Hof - Eine Mutter aus Oberfranken soll zwei Babys getötet haben. Über 25 Jahre später muss sie sich wegen Mord verantworten. Jetzt sagte ihr Arzt vor Gericht aus.

Die Vorwürfe der Anklage im Mordprozess um zwei Babyleichen wiegen schwer: Nach einer heimlichen Hausgeburt soll die Angeklagte vor mehr als 25 Jahren ihre beiden Kinder nicht versorgt haben und sterben lassen. Laut den Ermittlungen vergrub die heute 53-Jährige die Säuglinge in Plastiktüten im Garten des Anwesens in Bad Alexanderbad.  Vor einem Jahr waren die stark verwesten Leichen bei Bauarbeiten entdeckt worden.

Beim Mordprozess vor dem Landgericht Hof sagte nun der Arzt der Mutter aus.
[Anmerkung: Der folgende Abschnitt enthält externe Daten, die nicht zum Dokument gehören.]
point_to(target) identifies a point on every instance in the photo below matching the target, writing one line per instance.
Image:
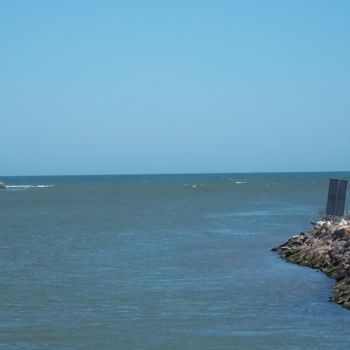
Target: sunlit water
(162, 262)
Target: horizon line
(185, 173)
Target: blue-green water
(162, 262)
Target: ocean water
(163, 262)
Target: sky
(193, 86)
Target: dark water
(163, 262)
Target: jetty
(325, 247)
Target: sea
(163, 262)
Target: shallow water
(163, 262)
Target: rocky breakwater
(325, 247)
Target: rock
(325, 247)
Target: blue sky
(119, 87)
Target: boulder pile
(325, 247)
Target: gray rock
(327, 249)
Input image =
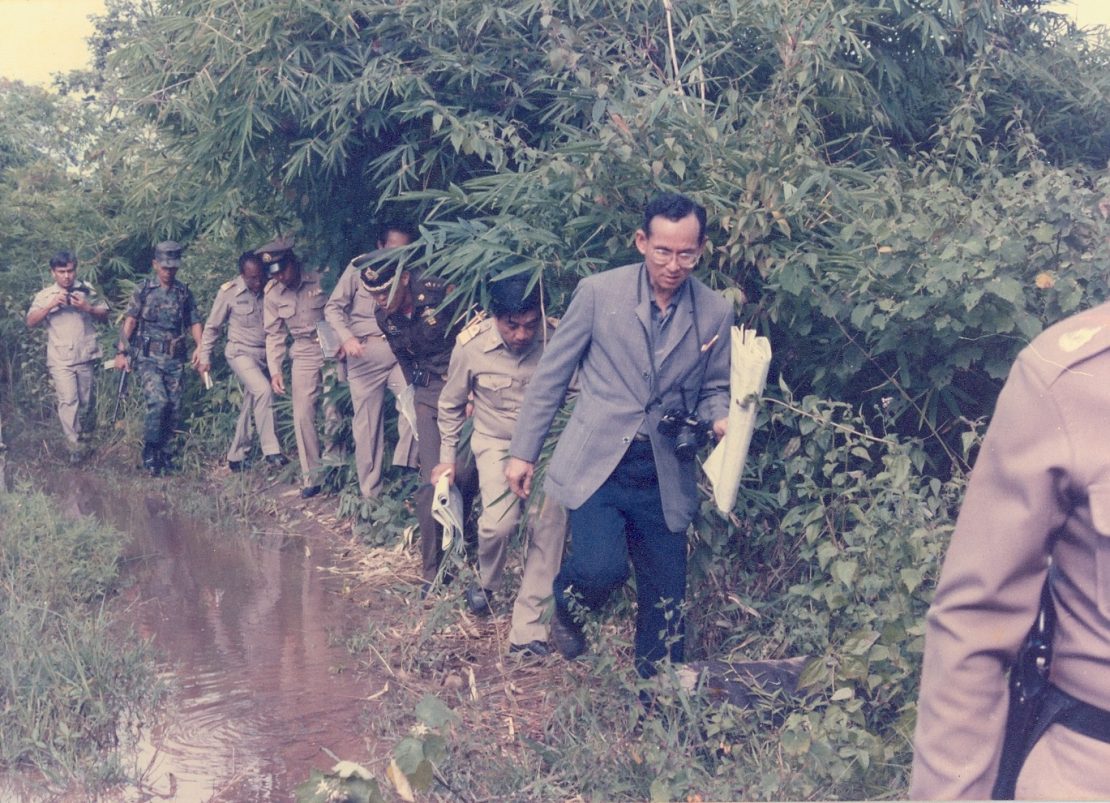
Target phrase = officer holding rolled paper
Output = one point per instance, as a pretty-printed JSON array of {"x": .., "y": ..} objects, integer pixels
[{"x": 292, "y": 307}]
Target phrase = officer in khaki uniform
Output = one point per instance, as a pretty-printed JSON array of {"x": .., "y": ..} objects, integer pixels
[
  {"x": 71, "y": 309},
  {"x": 421, "y": 337},
  {"x": 239, "y": 305},
  {"x": 371, "y": 369},
  {"x": 293, "y": 304},
  {"x": 1039, "y": 492},
  {"x": 491, "y": 365}
]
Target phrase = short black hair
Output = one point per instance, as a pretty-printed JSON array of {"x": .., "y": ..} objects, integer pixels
[
  {"x": 249, "y": 257},
  {"x": 61, "y": 259},
  {"x": 512, "y": 295},
  {"x": 402, "y": 227},
  {"x": 674, "y": 207}
]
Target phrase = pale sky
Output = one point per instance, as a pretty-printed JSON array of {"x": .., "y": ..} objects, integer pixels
[{"x": 42, "y": 37}]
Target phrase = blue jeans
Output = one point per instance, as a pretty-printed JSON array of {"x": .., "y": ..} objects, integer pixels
[{"x": 624, "y": 520}]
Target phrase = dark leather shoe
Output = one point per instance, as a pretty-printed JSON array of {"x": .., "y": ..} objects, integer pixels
[
  {"x": 477, "y": 601},
  {"x": 151, "y": 460},
  {"x": 567, "y": 635},
  {"x": 533, "y": 649}
]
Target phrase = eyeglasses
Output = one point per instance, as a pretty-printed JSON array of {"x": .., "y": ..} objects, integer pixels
[{"x": 685, "y": 259}]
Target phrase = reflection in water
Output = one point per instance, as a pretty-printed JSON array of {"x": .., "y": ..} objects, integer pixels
[{"x": 242, "y": 626}]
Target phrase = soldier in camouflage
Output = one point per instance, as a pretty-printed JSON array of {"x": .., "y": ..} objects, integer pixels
[
  {"x": 162, "y": 312},
  {"x": 421, "y": 335}
]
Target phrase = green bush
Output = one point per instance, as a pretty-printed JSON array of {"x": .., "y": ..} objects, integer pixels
[{"x": 71, "y": 680}]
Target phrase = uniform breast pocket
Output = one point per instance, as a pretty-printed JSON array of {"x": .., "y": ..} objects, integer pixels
[
  {"x": 495, "y": 390},
  {"x": 1100, "y": 519}
]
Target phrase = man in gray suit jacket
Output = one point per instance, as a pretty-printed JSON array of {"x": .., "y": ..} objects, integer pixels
[{"x": 647, "y": 340}]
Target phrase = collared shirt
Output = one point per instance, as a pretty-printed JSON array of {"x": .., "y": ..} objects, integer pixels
[
  {"x": 294, "y": 312},
  {"x": 351, "y": 309},
  {"x": 71, "y": 334},
  {"x": 661, "y": 319},
  {"x": 487, "y": 371},
  {"x": 241, "y": 310}
]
Er gab an, keinen Verdacht geschöpft zu haben. Der Mediziner datierte die Geburt des zweiten Kindes auf Sommer 1988. Etwa zehn Tage danach habe sich die Frau als Folge der Schwangerschaft einer schweren Operation am Unterleib unterziehen müssen. Die heute 53-Jährige habe damals im Krankenhaus erklärt, das Kind sei bei einem Gynäkologen in der Schweiz entbunden worden, dessen Name ihr aber entfallen sei. Danach habe sie das Baby zur Adoption freigegeben. Der Arzt sagte, ihm seien keine Zweifel an dieser Version gekommen.

Auch der Ehemann der Frau und zugleich Vater der Kinder war als Zeuge geladen. Er machte von seinem Recht, die Aussage zu verweigern, Gebrauch. Auch vor ihm soll die Frau laut Anklage die Schwangerschaften verheimlicht haben.